A pause. Then a slow nod.
"Alright," she said. "I trust you."
Those three words carried more weight than any oath I’d ever sworn.
She reached up and carefully untied the blindfold, letting the fabric slide free. I didn’t look at her eyes yet. I couldn’t. Not until I was ready. Not until Bastard confirmed everything one last time.
I closed my eyes instead.
And turned inward.
The familiar presence was already there, lounging in the back of my mind like he owned the place. Which, annoyingly, he sort of did.
{About damn time,} Bastard drawled. {I was starting to think you’d chicken out and propose instead.}
"Not funny," I replied. "I need you focused."

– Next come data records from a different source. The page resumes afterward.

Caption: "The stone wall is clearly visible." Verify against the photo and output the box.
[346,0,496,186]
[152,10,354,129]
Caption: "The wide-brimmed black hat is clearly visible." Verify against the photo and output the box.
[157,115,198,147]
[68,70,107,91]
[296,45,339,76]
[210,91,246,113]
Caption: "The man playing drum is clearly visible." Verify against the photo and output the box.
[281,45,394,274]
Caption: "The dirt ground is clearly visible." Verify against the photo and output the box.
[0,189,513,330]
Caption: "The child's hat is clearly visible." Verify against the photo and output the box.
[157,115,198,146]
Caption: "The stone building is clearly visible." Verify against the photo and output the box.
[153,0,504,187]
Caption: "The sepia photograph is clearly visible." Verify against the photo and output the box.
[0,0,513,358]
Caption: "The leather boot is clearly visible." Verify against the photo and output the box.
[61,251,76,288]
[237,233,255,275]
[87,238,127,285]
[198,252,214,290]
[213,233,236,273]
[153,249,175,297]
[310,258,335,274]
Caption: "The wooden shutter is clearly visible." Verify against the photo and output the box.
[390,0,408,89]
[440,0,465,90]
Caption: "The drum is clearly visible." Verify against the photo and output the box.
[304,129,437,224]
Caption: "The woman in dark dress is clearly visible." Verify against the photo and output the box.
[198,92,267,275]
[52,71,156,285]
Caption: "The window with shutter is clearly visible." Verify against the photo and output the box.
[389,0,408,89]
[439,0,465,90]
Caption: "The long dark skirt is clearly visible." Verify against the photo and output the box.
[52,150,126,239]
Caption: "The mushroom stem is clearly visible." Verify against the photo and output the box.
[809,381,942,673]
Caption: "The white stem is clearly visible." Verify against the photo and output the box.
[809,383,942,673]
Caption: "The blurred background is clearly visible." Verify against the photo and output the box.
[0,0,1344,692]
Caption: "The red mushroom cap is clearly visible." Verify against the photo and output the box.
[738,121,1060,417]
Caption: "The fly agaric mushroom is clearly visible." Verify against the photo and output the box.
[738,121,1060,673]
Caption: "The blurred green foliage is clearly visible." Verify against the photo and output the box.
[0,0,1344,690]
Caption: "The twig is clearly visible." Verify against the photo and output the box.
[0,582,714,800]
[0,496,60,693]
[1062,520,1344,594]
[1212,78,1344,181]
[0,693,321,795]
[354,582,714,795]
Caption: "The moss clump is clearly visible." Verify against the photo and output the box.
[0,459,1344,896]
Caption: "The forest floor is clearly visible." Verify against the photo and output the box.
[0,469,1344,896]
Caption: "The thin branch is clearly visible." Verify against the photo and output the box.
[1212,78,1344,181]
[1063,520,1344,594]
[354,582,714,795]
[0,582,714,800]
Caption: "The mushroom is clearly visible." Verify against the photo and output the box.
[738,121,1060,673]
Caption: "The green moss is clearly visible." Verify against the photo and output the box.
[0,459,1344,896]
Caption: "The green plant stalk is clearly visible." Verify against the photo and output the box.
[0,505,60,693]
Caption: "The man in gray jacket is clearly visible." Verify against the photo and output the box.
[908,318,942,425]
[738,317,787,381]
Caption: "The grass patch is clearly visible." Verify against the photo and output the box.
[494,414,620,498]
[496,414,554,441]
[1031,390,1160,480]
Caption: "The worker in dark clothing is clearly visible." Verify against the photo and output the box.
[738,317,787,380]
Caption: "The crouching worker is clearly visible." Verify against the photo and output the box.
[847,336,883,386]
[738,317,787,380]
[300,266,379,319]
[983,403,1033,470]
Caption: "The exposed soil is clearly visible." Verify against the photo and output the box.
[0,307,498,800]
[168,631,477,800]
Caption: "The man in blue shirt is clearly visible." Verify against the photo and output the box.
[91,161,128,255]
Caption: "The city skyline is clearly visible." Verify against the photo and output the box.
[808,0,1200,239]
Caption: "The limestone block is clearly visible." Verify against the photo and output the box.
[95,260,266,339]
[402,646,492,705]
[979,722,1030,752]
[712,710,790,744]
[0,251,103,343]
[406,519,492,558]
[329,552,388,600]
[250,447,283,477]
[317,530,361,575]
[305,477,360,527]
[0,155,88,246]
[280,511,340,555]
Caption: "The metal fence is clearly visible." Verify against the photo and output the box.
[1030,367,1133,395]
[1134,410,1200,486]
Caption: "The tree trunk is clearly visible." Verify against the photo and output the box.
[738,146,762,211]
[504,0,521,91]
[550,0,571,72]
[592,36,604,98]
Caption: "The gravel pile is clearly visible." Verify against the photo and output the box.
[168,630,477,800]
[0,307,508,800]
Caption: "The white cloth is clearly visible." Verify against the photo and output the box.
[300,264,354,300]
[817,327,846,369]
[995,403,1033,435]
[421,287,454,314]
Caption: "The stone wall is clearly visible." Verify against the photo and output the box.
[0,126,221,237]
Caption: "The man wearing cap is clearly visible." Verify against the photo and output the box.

{I am focused. You’re the one shaking.}
I clenched my jaw. "I’m ready. I think. But I want you to explain it again. Slowly. No clever metaphors. No shortcuts."
For once, Bastard didn’t tease me.
{Alright,} he said, voice shifting into something sharper, more precise. {Listen carefully, because once we start, there’s no stopping halfway.}
I steadied my breathing.
{First step. You split your dualflow. Clean division. Fifty percent aligned to death, fifty percent aligned to life. No bleed, no overlap. If you let them mix too early, you’ll either destroy the curse too violently or regenerate it by accident. Both are bad outcomes.}
"Death on one side. Life on the other," I murmured.
{Correct. The death-aligned dualflow will target the curse itself. Not her eyes. Not her nerves. The curse. Think of it as a parasite bound to her perception. It isn’t physical, but it has structure. Death energy excels at dismantling structure.}
"That’s the part that scares me," I admitted. "The curse is old. Stubborn."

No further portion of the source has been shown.